La detención de Eduardo Zaplana por un
presunto delito de blanqueo de capitales y cohecho es la penúltima
pincelada del tenebroso cuadro político español. El último renglón de un
relato deprimente: el fracaso moral del proyecto supuestamente
regeneracionista de José María Aznar durante el cambio de siglo.
Operación Erial ha titulado la Guardia Civil. Hay un literato en la
Unidad Central Operativa.
Conviene poner las cosas en perspectiva. La
caída de Zaplana es muy relevante, en la medida que fue uno de los
hombres verdaderamente importantes de la aznaridad, por decirlo al modo
de Manuel Vázquez Montalbán.
Inteligente, muy inteligente, simpático,
espléndido relaciones públicas, duro en la batalla, jabalí en el
Parlamento, pinturero, incluso en sus momentos de mayor dificultad
vital, Eduardo Zaplana le birló la Comunidad Valenciana al Partido
Socialista y condujo la aznaridad a orillas del Mediterráneo.
Madriterráneo, titularía años más tarde el diario ABC.
El hombre de
Cartagena trasplantado a Benidorm ayudó a construir un eje fundamental
para la hegemonía de la derecha conservadora española, que no podía
contar ni con Andalucía, ni con Catalunya.
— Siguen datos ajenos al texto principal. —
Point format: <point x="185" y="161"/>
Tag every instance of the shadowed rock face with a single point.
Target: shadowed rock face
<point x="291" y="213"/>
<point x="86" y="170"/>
En su segundo libro de
memorias (El compromiso del poder, 2013), José María Aznar glosa la
conquista de Valencia como uno de los hitos más importantes de su
mandato.
Zaplana captó rápidamente las ambiciones y
frustraciones de la sociedad valenciana, mientras Barcelona, Madrid y
Sevilla iban como un tiro durante los años noventa. Una pintada
aparecida un día en un muro de la ciudad de Valencia lo resumía muy
bien: “Barcelona: Juegos Olímpicos, Sevilla: Expo, Madrid: capital
cultural europea. ¿Y nosotros, qué?”.
Zaplana ofreció a los valencianos
un proyecto de prosperidad rápida, basado en una combinación de
plusvalías inmobiliarias y turismo. Trabajó con un mapa de intereses
perfectamente elaborado por un excelente conocedor del terreno: el
exdirigente socialista Rafael Blasco. Sin la ayuda del maquiavélico
Blasco, hoy recluido en la prisión de Picassent, el Partido Popular no
habría conquistado Valencia.
La caída de Zaplana es otra muesca en la
culata de Mariano Rajoy. Todos los que le hicieron la vida imposible
han acabado sucumbiendo. Sólo Ángel Acebes queda en pie. Puede leerse
así, pero también al revés: Zaplana cae ahora sobre las cansadas
espaldas de Rajoy. El deterioro del Partido Popular parece imparable,
pese a una recuperación económica, que podría emborronarse en los
próximos meses. Demasiadas cosas le salen mal. El hombre de Berlín se
les está escapando. El teorema Llarena, pieza fundamental para una
reinterpretación dura de la democracia española, puede desmoronarse.
La paradoja es la siguiente: la aznaridad se
ha hundido moralmente, pero Aznar ha conseguido ser el padrino
intelectual de Ciudadanos, fuerza de repuesto de la maltrecha derecha
española.
Hoy el PNV tiene en sus manos el destino de la legislatura.